Por Rafael Díaz Filpo
En un Estado democrático, las sentencias emitidas por un tribunal tienen carácter obligatorio, y el Estado está obligado a cumplirlas.
En cualquier democracia, el cumplimiento de las sentencias de carácter constitucional es esencial para garantizar el Estado de derecho.
En la República Dominicana, sin embargo, este principio se ha visto seriamente comprometido por el creciente número de violaciones y desacatos cometidos por instituciones del propio Estado.
Desde su creación, el Tribunal Constitucional —del cual fui juez primer sustituto bajo la presidencia de Milton Ray Guevara— ha emitido decisiones destinadas a garantizar los derechos fundamentales de los ciudadanos.
Sin embargo, cuando estos fallos son ignorados o deliberadamente incumplidos, no solo se vulneran derechos individuales, sino que también se erosiona gravemente la autoridad del órgano encargado de preservar la supremacía de la Constitución.
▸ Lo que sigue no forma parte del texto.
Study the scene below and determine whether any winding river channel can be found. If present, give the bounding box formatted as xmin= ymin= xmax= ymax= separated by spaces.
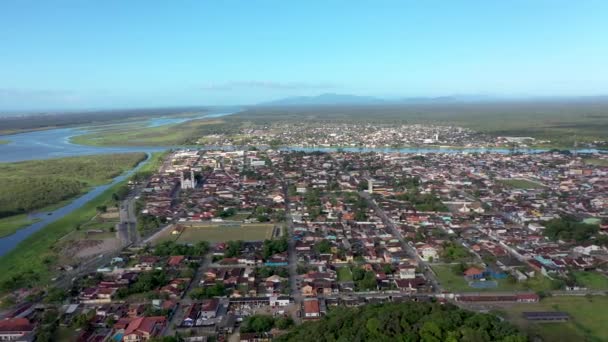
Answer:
xmin=0 ymin=109 xmax=602 ymax=255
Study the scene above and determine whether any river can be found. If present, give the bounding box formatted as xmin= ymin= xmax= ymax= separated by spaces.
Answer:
xmin=0 ymin=109 xmax=238 ymax=255
xmin=0 ymin=109 xmax=602 ymax=255
xmin=0 ymin=154 xmax=152 ymax=257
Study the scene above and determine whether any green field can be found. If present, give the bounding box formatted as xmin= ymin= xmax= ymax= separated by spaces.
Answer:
xmin=0 ymin=215 xmax=39 ymax=238
xmin=584 ymin=158 xmax=608 ymax=166
xmin=0 ymin=152 xmax=163 ymax=292
xmin=432 ymin=264 xmax=477 ymax=292
xmin=0 ymin=139 xmax=9 ymax=145
xmin=337 ymin=267 xmax=353 ymax=282
xmin=572 ymin=271 xmax=608 ymax=290
xmin=158 ymin=224 xmax=275 ymax=243
xmin=432 ymin=264 xmax=555 ymax=292
xmin=498 ymin=178 xmax=546 ymax=189
xmin=499 ymin=296 xmax=608 ymax=342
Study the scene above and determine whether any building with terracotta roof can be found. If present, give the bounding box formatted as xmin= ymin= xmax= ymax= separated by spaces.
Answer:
xmin=0 ymin=318 xmax=35 ymax=342
xmin=302 ymin=298 xmax=320 ymax=319
xmin=122 ymin=316 xmax=166 ymax=341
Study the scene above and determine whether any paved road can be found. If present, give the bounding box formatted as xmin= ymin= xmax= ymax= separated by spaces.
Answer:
xmin=359 ymin=191 xmax=442 ymax=292
xmin=283 ymin=183 xmax=302 ymax=309
xmin=164 ymin=251 xmax=213 ymax=336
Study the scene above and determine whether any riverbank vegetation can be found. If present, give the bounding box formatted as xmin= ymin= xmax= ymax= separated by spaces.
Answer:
xmin=0 ymin=153 xmax=146 ymax=220
xmin=70 ymin=118 xmax=230 ymax=146
xmin=0 ymin=139 xmax=9 ymax=144
xmin=0 ymin=152 xmax=165 ymax=292
xmin=0 ymin=215 xmax=40 ymax=238
xmin=277 ymin=301 xmax=526 ymax=341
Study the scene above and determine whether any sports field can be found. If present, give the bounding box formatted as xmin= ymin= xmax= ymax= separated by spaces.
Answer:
xmin=498 ymin=296 xmax=608 ymax=342
xmin=156 ymin=223 xmax=275 ymax=243
xmin=498 ymin=178 xmax=546 ymax=189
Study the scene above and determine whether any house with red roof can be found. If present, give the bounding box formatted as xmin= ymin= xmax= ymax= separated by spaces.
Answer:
xmin=167 ymin=255 xmax=185 ymax=267
xmin=463 ymin=267 xmax=485 ymax=280
xmin=0 ymin=318 xmax=34 ymax=342
xmin=302 ymin=298 xmax=320 ymax=319
xmin=122 ymin=316 xmax=166 ymax=341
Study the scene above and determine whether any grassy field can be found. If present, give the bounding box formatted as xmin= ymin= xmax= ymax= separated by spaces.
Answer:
xmin=498 ymin=178 xmax=546 ymax=189
xmin=0 ymin=215 xmax=39 ymax=238
xmin=71 ymin=118 xmax=226 ymax=146
xmin=432 ymin=264 xmax=555 ymax=292
xmin=157 ymin=223 xmax=275 ymax=243
xmin=498 ymin=296 xmax=608 ymax=342
xmin=0 ymin=152 xmax=163 ymax=290
xmin=572 ymin=271 xmax=608 ymax=290
xmin=0 ymin=139 xmax=9 ymax=145
xmin=337 ymin=267 xmax=353 ymax=282
xmin=583 ymin=158 xmax=608 ymax=166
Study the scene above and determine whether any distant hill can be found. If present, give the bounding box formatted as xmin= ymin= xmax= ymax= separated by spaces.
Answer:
xmin=259 ymin=93 xmax=387 ymax=106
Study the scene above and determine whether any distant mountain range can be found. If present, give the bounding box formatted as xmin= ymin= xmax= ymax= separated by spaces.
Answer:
xmin=257 ymin=93 xmax=499 ymax=106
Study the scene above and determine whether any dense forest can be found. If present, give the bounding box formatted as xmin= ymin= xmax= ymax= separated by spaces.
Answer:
xmin=277 ymin=302 xmax=526 ymax=342
xmin=0 ymin=153 xmax=146 ymax=218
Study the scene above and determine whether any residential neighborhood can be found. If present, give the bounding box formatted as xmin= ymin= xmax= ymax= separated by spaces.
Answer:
xmin=1 ymin=148 xmax=607 ymax=341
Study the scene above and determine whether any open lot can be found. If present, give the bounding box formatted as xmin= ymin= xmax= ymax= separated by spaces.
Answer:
xmin=432 ymin=264 xmax=554 ymax=292
xmin=157 ymin=223 xmax=275 ymax=244
xmin=498 ymin=178 xmax=546 ymax=189
xmin=498 ymin=296 xmax=608 ymax=342
xmin=583 ymin=158 xmax=608 ymax=166
xmin=572 ymin=271 xmax=608 ymax=290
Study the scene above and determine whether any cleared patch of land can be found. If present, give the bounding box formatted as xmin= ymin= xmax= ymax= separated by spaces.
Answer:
xmin=584 ymin=158 xmax=608 ymax=166
xmin=498 ymin=178 xmax=545 ymax=189
xmin=155 ymin=223 xmax=275 ymax=244
xmin=498 ymin=296 xmax=608 ymax=342
xmin=431 ymin=264 xmax=555 ymax=292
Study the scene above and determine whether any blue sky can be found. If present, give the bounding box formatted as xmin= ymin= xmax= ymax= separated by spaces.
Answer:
xmin=1 ymin=1 xmax=608 ymax=110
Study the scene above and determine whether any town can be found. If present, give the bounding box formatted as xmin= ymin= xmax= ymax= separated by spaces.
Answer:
xmin=194 ymin=122 xmax=543 ymax=149
xmin=2 ymin=148 xmax=607 ymax=341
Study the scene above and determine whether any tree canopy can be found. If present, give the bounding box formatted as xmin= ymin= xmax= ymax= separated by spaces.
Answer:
xmin=276 ymin=302 xmax=526 ymax=342
xmin=543 ymin=218 xmax=600 ymax=243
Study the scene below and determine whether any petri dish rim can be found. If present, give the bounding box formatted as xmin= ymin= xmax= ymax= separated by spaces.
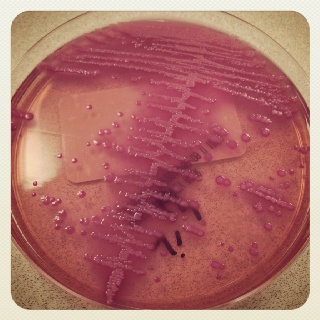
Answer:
xmin=11 ymin=11 xmax=310 ymax=104
xmin=11 ymin=11 xmax=310 ymax=309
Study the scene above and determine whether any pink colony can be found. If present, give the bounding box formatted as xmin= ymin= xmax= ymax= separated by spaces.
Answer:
xmin=249 ymin=248 xmax=258 ymax=256
xmin=204 ymin=152 xmax=213 ymax=161
xmin=264 ymin=223 xmax=273 ymax=231
xmin=261 ymin=127 xmax=270 ymax=137
xmin=241 ymin=133 xmax=251 ymax=142
xmin=277 ymin=169 xmax=286 ymax=177
xmin=77 ymin=190 xmax=86 ymax=198
xmin=215 ymin=175 xmax=225 ymax=185
xmin=226 ymin=140 xmax=238 ymax=149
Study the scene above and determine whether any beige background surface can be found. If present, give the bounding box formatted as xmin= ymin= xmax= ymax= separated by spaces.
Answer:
xmin=11 ymin=11 xmax=310 ymax=310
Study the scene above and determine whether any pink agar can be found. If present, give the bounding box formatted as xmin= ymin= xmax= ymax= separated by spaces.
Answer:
xmin=11 ymin=19 xmax=309 ymax=309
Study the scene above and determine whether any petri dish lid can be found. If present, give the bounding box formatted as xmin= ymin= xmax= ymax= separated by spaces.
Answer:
xmin=11 ymin=12 xmax=309 ymax=309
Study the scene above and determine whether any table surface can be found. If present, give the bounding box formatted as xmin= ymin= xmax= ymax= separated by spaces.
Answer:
xmin=11 ymin=11 xmax=310 ymax=310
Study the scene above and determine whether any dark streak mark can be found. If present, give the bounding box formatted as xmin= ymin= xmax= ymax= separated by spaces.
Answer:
xmin=175 ymin=230 xmax=182 ymax=246
xmin=178 ymin=205 xmax=187 ymax=212
xmin=162 ymin=236 xmax=177 ymax=255
xmin=198 ymin=145 xmax=208 ymax=154
xmin=154 ymin=237 xmax=162 ymax=249
xmin=193 ymin=209 xmax=202 ymax=221
xmin=189 ymin=152 xmax=202 ymax=162
xmin=206 ymin=139 xmax=219 ymax=149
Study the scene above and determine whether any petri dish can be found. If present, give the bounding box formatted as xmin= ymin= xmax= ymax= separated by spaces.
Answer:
xmin=11 ymin=12 xmax=309 ymax=309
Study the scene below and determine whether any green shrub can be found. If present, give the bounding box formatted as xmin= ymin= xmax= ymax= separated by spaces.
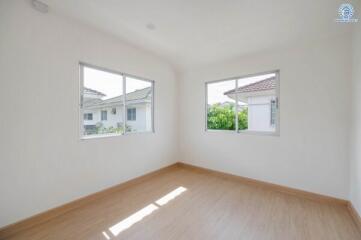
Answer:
xmin=207 ymin=104 xmax=248 ymax=130
xmin=94 ymin=122 xmax=131 ymax=134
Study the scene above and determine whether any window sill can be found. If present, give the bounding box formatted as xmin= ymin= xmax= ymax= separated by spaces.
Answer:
xmin=205 ymin=129 xmax=280 ymax=137
xmin=80 ymin=130 xmax=155 ymax=140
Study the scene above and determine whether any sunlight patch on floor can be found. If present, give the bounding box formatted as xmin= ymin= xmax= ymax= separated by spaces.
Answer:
xmin=155 ymin=186 xmax=187 ymax=206
xmin=102 ymin=231 xmax=111 ymax=239
xmin=106 ymin=186 xmax=187 ymax=237
xmin=109 ymin=204 xmax=159 ymax=236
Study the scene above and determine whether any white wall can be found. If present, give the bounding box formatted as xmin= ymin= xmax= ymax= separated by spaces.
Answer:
xmin=101 ymin=107 xmax=122 ymax=129
xmin=83 ymin=107 xmax=123 ymax=129
xmin=248 ymin=96 xmax=275 ymax=132
xmin=350 ymin=22 xmax=361 ymax=217
xmin=0 ymin=0 xmax=357 ymax=230
xmin=126 ymin=103 xmax=152 ymax=132
xmin=0 ymin=0 xmax=177 ymax=228
xmin=83 ymin=109 xmax=102 ymax=126
xmin=179 ymin=34 xmax=352 ymax=199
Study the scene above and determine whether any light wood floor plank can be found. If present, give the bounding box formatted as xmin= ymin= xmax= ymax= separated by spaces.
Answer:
xmin=4 ymin=167 xmax=361 ymax=240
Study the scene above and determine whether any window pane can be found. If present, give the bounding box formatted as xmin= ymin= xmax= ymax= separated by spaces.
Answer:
xmin=206 ymin=71 xmax=279 ymax=134
xmin=101 ymin=110 xmax=107 ymax=121
xmin=236 ymin=73 xmax=278 ymax=132
xmin=125 ymin=77 xmax=153 ymax=133
xmin=207 ymin=80 xmax=236 ymax=130
xmin=127 ymin=108 xmax=136 ymax=121
xmin=82 ymin=66 xmax=124 ymax=136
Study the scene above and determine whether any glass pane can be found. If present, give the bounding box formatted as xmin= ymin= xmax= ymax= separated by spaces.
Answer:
xmin=82 ymin=66 xmax=124 ymax=137
xmin=237 ymin=72 xmax=277 ymax=132
xmin=125 ymin=77 xmax=153 ymax=133
xmin=207 ymin=80 xmax=236 ymax=130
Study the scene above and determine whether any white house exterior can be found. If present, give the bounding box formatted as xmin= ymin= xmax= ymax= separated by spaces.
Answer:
xmin=82 ymin=87 xmax=152 ymax=135
xmin=225 ymin=77 xmax=277 ymax=132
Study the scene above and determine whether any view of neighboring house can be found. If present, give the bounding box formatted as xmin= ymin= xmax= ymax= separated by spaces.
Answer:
xmin=224 ymin=77 xmax=277 ymax=132
xmin=83 ymin=87 xmax=152 ymax=135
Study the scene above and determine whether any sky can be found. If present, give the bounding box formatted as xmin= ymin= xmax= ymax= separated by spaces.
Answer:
xmin=84 ymin=66 xmax=151 ymax=100
xmin=207 ymin=73 xmax=276 ymax=104
xmin=84 ymin=66 xmax=274 ymax=103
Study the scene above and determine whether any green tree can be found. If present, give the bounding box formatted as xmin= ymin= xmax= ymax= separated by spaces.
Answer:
xmin=207 ymin=104 xmax=248 ymax=130
xmin=238 ymin=108 xmax=248 ymax=130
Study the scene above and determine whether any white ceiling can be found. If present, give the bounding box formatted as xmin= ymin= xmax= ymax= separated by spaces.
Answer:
xmin=43 ymin=0 xmax=357 ymax=71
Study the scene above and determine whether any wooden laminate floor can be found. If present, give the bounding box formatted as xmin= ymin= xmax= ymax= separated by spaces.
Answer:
xmin=5 ymin=167 xmax=361 ymax=240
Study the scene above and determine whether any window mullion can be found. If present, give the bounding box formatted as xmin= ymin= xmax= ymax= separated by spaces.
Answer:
xmin=123 ymin=75 xmax=126 ymax=135
xmin=80 ymin=64 xmax=84 ymax=138
xmin=152 ymin=81 xmax=155 ymax=133
xmin=235 ymin=79 xmax=239 ymax=132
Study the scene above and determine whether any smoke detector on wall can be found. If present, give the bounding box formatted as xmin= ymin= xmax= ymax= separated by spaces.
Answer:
xmin=31 ymin=0 xmax=49 ymax=13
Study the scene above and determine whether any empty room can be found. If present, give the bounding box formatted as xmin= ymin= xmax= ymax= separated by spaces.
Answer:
xmin=1 ymin=0 xmax=361 ymax=239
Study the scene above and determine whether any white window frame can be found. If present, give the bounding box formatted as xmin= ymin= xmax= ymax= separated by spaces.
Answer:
xmin=79 ymin=62 xmax=155 ymax=140
xmin=205 ymin=70 xmax=280 ymax=136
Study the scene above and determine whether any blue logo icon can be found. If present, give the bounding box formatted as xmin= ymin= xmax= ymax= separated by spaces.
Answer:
xmin=336 ymin=3 xmax=358 ymax=22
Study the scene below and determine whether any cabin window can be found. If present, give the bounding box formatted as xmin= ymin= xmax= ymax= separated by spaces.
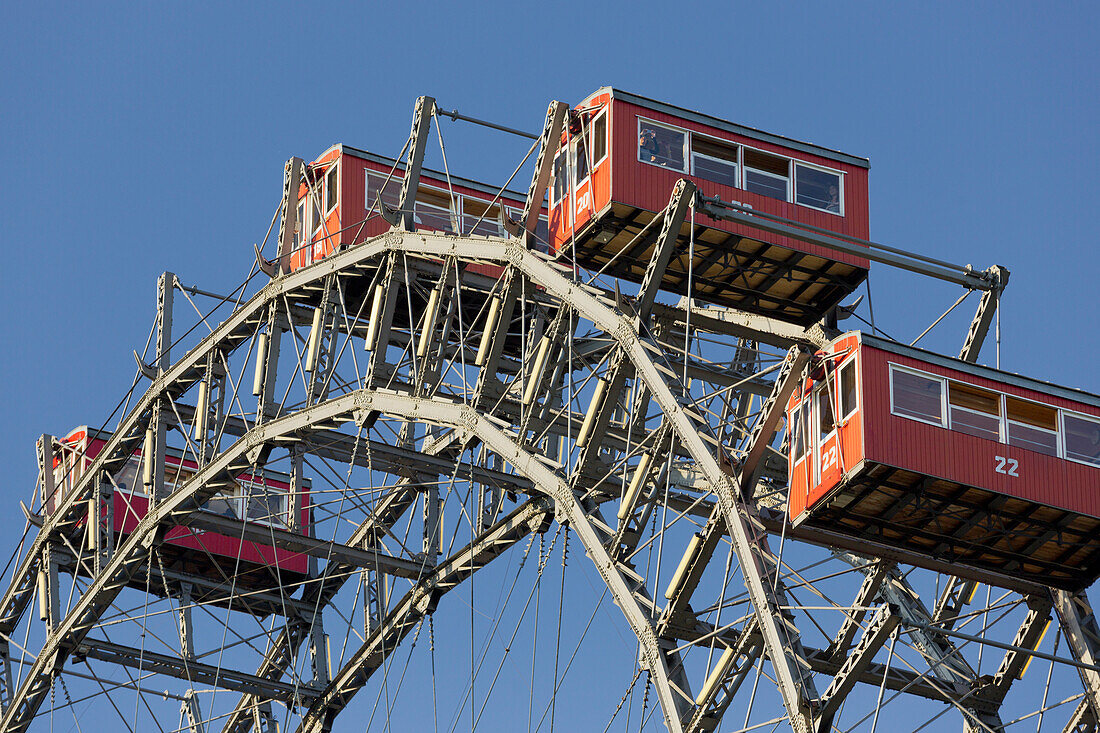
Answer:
xmin=1006 ymin=398 xmax=1058 ymax=457
xmin=1063 ymin=413 xmax=1100 ymax=467
xmin=890 ymin=367 xmax=944 ymax=425
xmin=508 ymin=208 xmax=551 ymax=254
xmin=691 ymin=136 xmax=739 ymax=188
xmin=365 ymin=171 xmax=402 ymax=215
xmin=838 ymin=358 xmax=858 ymax=421
xmin=295 ymin=200 xmax=306 ymax=250
xmin=638 ymin=119 xmax=686 ymax=172
xmin=552 ymin=151 xmax=568 ymax=205
xmin=795 ymin=164 xmax=842 ymax=214
xmin=790 ymin=405 xmax=806 ymax=463
xmin=463 ymin=198 xmax=503 ymax=237
xmin=949 ymin=382 xmax=1002 ymax=442
xmin=415 ymin=187 xmax=457 ymax=234
xmin=816 ymin=386 xmax=835 ymax=440
xmin=573 ymin=139 xmax=590 ymax=184
xmin=325 ymin=165 xmax=339 ymax=214
xmin=592 ymin=111 xmax=608 ymax=167
xmin=242 ymin=483 xmax=288 ymax=528
xmin=743 ymin=149 xmax=790 ymax=201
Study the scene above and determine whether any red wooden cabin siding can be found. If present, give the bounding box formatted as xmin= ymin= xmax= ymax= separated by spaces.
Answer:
xmin=860 ymin=344 xmax=1100 ymax=519
xmin=292 ymin=146 xmax=536 ymax=275
xmin=72 ymin=433 xmax=310 ymax=575
xmin=607 ymin=97 xmax=870 ymax=269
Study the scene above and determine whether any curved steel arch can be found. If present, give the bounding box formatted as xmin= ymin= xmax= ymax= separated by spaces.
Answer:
xmin=6 ymin=226 xmax=1092 ymax=732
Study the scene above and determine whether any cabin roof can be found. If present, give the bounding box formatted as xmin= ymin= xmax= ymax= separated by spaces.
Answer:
xmin=854 ymin=332 xmax=1100 ymax=408
xmin=319 ymin=144 xmax=530 ymax=203
xmin=591 ymin=87 xmax=871 ymax=170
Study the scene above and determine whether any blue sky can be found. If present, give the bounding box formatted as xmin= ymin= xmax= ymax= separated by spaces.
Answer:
xmin=2 ymin=2 xmax=1098 ymax=729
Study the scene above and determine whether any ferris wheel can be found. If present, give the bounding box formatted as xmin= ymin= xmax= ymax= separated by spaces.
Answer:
xmin=3 ymin=92 xmax=1099 ymax=733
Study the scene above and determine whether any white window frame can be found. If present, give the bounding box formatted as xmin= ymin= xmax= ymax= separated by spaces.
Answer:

Informes recientes señalan que más de 50 entidades públicas dominicanas han desobedecido un total de 81 sentencias del TC. La Policía Nacional encabeza la lista con 22 fallos sin ejecutar, muchos de ellos relacionados con la reposición de agentes injustamente cancelados.
Le siguen instituciones como el Ministerio de Interior y Policía, las Fuerzas Armadas, los ayuntamientos y otras dependencias gubernamentales, todas responsables de un patrón persistente de desobediencia institucional.
El impacto de este desacato va más allá del ámbito jurídico. Las consecuencias económicas son considerables: millones de pesos en fondos públicos han sido destinados al pago de astreintes y sentencias condenatorias, recursos que pudieron emplearse en salud, educación o infraestructura.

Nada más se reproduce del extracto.